Intel has slashed prices on CPUs by almost 50 percent on its high-end offerings, barely more than a month after its previous price cuts. The retail price of the 2.4GHz P4 fell 30 percent from AU$1,365 to AU$948, while the 2.26 GHz chip fell 48 percent to retail at AU$584.
The high-end P4-M chips also experienced significant price reductions. Robert Lee, manager at Gosford-based Adecs Computers, told ZDNet Australia that the increasingly small price differentiation at the lower end of the market would lead to the 1.7GHz becoming the base entry level CPU, with only a AU$10 price difference between that and the 1.6GHz.
Pentium 4 notebook chips have not sold as well as expected, according to analysts, especially in the corporate market. The chip is primarily used in the thicker "desktop replacement" notebooks rather than the "thin and light" versions, more popular with corporate America.
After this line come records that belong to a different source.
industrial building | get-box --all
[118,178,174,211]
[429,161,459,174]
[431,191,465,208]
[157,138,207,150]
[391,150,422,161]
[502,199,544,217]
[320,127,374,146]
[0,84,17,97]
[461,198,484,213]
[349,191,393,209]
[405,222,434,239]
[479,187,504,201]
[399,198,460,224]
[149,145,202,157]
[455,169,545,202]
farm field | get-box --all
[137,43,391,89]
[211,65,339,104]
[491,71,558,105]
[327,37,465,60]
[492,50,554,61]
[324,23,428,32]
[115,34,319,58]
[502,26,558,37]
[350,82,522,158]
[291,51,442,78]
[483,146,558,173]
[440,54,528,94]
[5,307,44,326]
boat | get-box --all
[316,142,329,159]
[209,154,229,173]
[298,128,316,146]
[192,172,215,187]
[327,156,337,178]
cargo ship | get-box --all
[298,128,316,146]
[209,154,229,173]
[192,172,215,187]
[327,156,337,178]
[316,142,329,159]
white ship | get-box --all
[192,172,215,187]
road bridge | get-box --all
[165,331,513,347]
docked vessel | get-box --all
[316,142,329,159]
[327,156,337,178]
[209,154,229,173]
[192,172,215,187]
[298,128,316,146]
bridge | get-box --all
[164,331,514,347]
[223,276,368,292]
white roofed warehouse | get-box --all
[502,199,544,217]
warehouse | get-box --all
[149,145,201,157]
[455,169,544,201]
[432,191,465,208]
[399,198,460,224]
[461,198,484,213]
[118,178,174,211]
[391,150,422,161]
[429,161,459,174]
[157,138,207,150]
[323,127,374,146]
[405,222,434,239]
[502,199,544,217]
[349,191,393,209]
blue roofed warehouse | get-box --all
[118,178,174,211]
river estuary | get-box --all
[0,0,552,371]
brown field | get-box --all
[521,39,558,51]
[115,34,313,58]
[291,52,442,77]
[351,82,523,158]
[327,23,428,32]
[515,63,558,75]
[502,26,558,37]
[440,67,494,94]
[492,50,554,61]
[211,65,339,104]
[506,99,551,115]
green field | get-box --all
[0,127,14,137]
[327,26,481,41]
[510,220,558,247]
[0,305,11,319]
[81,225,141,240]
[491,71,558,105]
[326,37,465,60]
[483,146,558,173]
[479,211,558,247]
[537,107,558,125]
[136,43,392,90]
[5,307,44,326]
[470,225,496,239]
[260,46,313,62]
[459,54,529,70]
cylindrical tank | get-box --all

The price cuts have been expected.
According to Lee, AMD will shortly follow suit. -They are never far behind with price cuts, and you can expect those prices to go straight through the channel to the consumer," he said.
The price cuts will lead to cheaper PCs. Earlier this year, some PC makers raised prices and changed configurations of some consumer models because of rising prices on flat-panel LCD monitors and memory. That emerging trend has largely reversed itself. Although flat-panel monitors remain in tight supply, memory prices have been dropping.